Sticks and stones may break my bones but words will never hurt me.
Imagine that our galaxy was filled with billions of civs, but also that a) interstellar travel was impossible, b) interstellar messaging was slow but cheap, and c) at great expense, civs could send bombs to hurt each other. Naturally, all these civs would talk lots to each other, but only rarely hurt each other.
Now imagine that a “truth coalition” of civs was forming. Their plan is for civs to coordinate to send bombs to punish any civs deemed by their executive committee to be guilty of spreading “disinfo”. Naturally, disagreeing with this committee, such as by recommending against joining the coalition, counts as disinfo. Are you eager to join?

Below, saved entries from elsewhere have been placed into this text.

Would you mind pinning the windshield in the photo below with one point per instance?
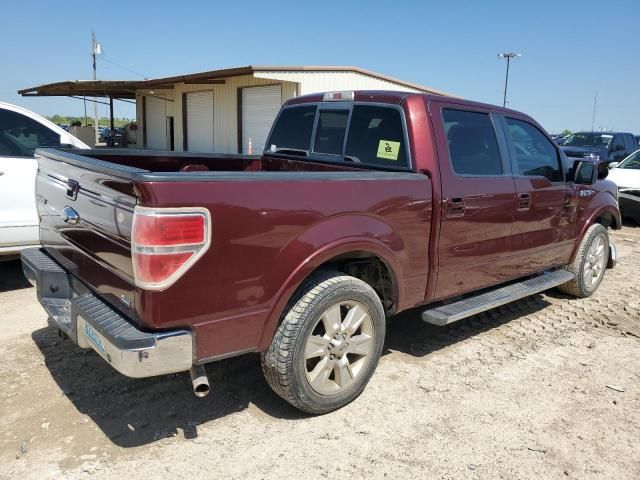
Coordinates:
(589, 139)
(632, 161)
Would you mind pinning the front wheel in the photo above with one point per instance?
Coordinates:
(328, 345)
(589, 264)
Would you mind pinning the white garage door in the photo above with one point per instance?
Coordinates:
(260, 105)
(156, 123)
(200, 122)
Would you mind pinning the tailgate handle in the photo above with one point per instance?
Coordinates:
(524, 201)
(72, 189)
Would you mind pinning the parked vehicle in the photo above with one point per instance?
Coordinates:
(626, 175)
(21, 132)
(605, 146)
(364, 204)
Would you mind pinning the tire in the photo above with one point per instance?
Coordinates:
(318, 361)
(591, 258)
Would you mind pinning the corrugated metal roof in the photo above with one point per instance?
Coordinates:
(127, 88)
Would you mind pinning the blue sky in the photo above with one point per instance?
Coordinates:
(570, 48)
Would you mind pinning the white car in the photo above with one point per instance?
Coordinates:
(21, 132)
(626, 175)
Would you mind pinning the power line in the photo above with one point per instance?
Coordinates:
(122, 66)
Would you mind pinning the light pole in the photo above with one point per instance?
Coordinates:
(508, 56)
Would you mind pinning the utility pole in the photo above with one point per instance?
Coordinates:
(593, 118)
(508, 56)
(96, 49)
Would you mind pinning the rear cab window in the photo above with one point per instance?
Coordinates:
(350, 133)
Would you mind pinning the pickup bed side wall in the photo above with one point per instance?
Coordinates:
(268, 232)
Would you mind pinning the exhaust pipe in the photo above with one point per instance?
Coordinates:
(199, 381)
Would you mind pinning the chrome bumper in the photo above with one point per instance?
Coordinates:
(91, 323)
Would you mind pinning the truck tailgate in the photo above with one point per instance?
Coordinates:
(86, 213)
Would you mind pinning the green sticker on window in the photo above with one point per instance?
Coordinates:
(388, 150)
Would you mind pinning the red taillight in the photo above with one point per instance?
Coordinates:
(166, 242)
(169, 230)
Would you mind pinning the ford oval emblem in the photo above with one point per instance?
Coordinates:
(70, 216)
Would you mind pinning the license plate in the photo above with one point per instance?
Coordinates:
(93, 337)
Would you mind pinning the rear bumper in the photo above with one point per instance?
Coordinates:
(91, 323)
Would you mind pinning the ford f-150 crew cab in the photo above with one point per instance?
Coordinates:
(363, 204)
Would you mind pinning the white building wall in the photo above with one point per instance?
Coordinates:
(225, 108)
(166, 95)
(314, 82)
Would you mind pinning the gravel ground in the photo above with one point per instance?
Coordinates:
(548, 387)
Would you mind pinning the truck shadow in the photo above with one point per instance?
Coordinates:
(135, 412)
(11, 276)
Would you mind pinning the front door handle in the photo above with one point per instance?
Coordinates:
(455, 207)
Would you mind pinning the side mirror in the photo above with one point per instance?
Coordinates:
(584, 172)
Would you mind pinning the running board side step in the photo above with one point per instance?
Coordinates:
(452, 312)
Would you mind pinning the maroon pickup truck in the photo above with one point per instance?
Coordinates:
(363, 204)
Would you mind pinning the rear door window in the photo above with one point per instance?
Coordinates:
(376, 137)
(292, 130)
(618, 142)
(629, 141)
(535, 155)
(473, 146)
(21, 135)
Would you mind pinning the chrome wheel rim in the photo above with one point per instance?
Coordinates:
(338, 347)
(595, 262)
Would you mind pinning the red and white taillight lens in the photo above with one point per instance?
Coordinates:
(166, 242)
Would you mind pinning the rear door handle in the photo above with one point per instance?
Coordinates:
(524, 201)
(455, 207)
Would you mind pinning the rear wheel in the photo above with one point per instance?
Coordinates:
(328, 345)
(589, 264)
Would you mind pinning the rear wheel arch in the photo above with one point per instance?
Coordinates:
(370, 263)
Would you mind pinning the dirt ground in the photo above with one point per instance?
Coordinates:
(548, 387)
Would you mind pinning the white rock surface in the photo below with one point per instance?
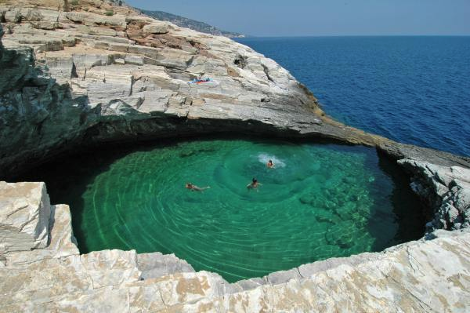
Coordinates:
(421, 276)
(24, 216)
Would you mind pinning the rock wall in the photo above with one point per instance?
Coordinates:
(422, 276)
(70, 79)
(447, 190)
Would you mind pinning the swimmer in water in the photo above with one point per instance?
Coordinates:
(195, 188)
(270, 164)
(254, 184)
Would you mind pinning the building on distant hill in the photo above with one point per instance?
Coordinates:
(192, 24)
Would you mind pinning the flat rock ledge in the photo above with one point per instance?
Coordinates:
(422, 276)
(76, 76)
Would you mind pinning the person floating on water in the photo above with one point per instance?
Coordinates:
(195, 188)
(254, 184)
(270, 164)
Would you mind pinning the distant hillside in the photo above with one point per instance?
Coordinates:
(192, 24)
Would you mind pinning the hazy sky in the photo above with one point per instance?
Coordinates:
(324, 17)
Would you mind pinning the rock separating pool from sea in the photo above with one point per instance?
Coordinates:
(75, 78)
(319, 201)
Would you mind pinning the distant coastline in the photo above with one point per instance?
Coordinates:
(191, 24)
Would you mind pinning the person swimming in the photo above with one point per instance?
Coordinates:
(195, 188)
(254, 184)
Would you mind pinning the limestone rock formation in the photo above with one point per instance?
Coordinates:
(446, 188)
(97, 72)
(421, 276)
(79, 77)
(24, 216)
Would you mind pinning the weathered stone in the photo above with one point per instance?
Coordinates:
(446, 188)
(154, 265)
(24, 216)
(156, 28)
(95, 84)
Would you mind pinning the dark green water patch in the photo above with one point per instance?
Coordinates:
(319, 201)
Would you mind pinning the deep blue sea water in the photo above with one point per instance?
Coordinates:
(410, 89)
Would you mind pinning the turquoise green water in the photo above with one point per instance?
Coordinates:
(319, 201)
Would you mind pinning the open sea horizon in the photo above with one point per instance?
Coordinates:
(411, 89)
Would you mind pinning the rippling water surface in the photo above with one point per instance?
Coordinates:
(319, 201)
(411, 89)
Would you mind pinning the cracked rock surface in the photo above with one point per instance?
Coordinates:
(421, 276)
(75, 75)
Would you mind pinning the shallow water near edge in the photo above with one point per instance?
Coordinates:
(319, 201)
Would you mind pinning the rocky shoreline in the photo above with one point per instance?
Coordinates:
(79, 78)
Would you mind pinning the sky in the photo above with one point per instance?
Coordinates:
(323, 17)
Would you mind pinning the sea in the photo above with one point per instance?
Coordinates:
(412, 89)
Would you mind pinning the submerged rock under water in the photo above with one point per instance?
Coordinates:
(319, 201)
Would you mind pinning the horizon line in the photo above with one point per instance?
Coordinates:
(304, 36)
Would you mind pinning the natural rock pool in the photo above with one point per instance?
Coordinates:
(320, 201)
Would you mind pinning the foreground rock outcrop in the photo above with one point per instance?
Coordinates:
(422, 276)
(79, 75)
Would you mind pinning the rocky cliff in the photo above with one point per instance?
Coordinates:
(422, 276)
(90, 72)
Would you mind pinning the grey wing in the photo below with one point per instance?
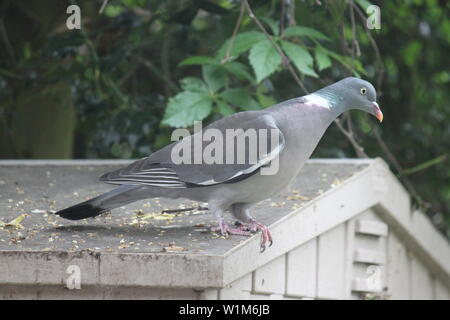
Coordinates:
(160, 169)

I’m not eager, and in fact might want to join a contrary “free speech” coalition, whose only task is to retaliate against such disinfo punishments. Why? Because in this scenario civs should already have sufficient tools to deal with disinfo. They don’t need bombs. So I fear that this coalition is designed instead to achieve more malicious purposes.
What are these other tools? First, if civs had rational beliefs and belief updates, then (ignoring bombs) each civ A would only be vulnerable to another civ B re the accuracy of its beliefs to the degree that A overly trusted B. And each civ could collect a track record of the accuracy of the info it had received from each other source. Once a civ had accurately judged the info quality of each source, then another source could only do it a limited amount of harm by suddenly lowering its info quality.

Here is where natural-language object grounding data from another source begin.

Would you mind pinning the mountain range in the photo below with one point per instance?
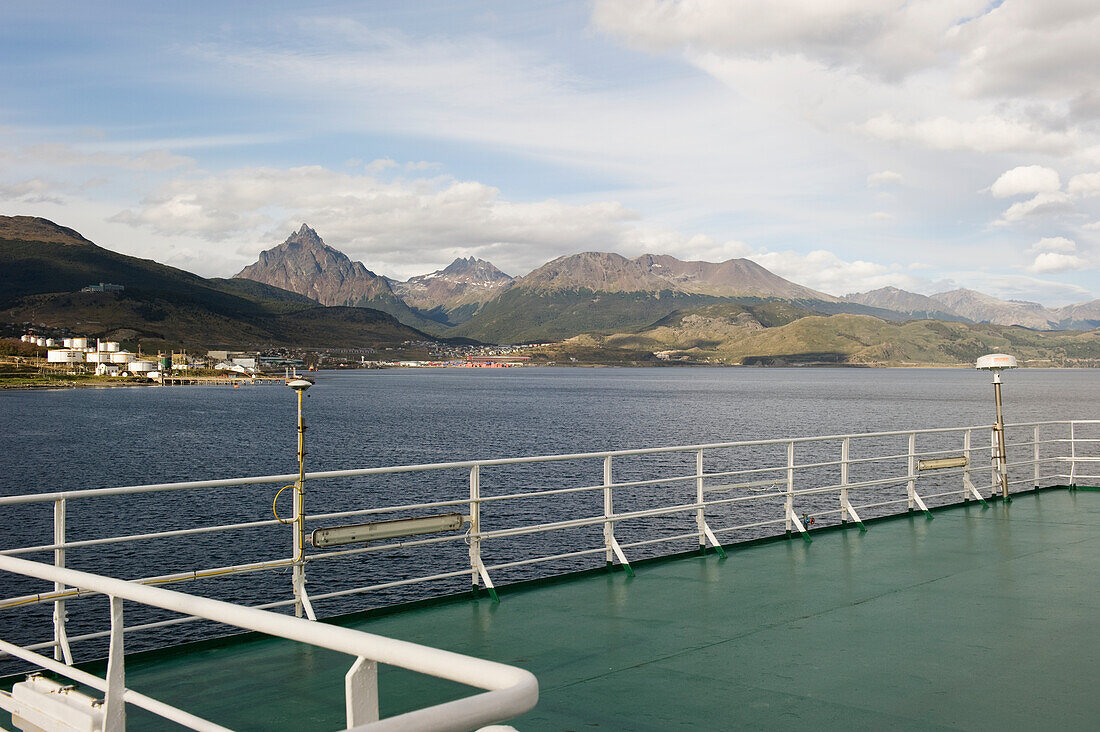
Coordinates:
(613, 308)
(44, 268)
(972, 306)
(579, 293)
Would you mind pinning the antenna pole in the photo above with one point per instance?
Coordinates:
(999, 428)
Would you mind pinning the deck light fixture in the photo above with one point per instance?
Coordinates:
(298, 580)
(997, 363)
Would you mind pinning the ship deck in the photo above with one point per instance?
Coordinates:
(985, 618)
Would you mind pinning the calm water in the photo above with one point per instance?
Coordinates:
(90, 438)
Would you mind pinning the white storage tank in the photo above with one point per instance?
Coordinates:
(64, 356)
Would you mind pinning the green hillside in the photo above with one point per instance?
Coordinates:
(779, 334)
(44, 266)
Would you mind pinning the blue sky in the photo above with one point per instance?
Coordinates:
(846, 145)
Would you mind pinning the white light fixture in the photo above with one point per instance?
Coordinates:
(997, 363)
(385, 530)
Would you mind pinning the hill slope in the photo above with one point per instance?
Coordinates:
(43, 268)
(598, 292)
(454, 294)
(728, 334)
(305, 264)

Second, any civ that feared others misjudging the quality of particular sources could offer itself as a meta-source on that topic. To the extent that others judged it to be a trustworthy source of such meta info, and it actually was such a source, they need no longer be misled about the quality of their sources. And all this new source has to do to be seen as such a reliable source of meta info is just to consistently give reliable meta info over a sufficiently long period, a reliability which would then be summarized in its track records.
Yes, it takes time to collect track records, and civs might make mistakes in the short run based on limited info. But a coalition of civs who insists that it must be empowered to punish those it declares as disinfo sources thereby reveals that other civs do not yet sufficiently trust it as a meta info source. Yet if others civs don’t yet trust it as a meta info source, why should they trust it to take control over the whole civ info process?
Oh sure, some civs might trust this source, and fear not for themselves but fear with purely altruistic concern for other civs who foolishly distrust both this source and its civ fans. And so, they say, these fools must must be forced to trust the truth coalition, via bombs. But if you show me an A who doesn’t trust a B, a B who could feasibly have earned A’s trust but did not, with that B asking me to support them in forcing A to trust B, well I’m usually going to side with A. Sure I leave open the possibility of rare exceptions, but that’s gotta be my default. Isn’t it yours?
Obviously, this galaxy scenario is a metaphor for humans here on Earth today. Yes, humans have more ways to hurt each other than civs in this galaxy scenario, and so I’ll want to allow that fact to induce more exceptions to this default. But even so, you’ll have to show me how any particular case actually is such an exception. Otherwise, my default is to allow any human, org, or AI to listen to any source they choose. Let them decide who is worth a listen, and what meta-sources to trust.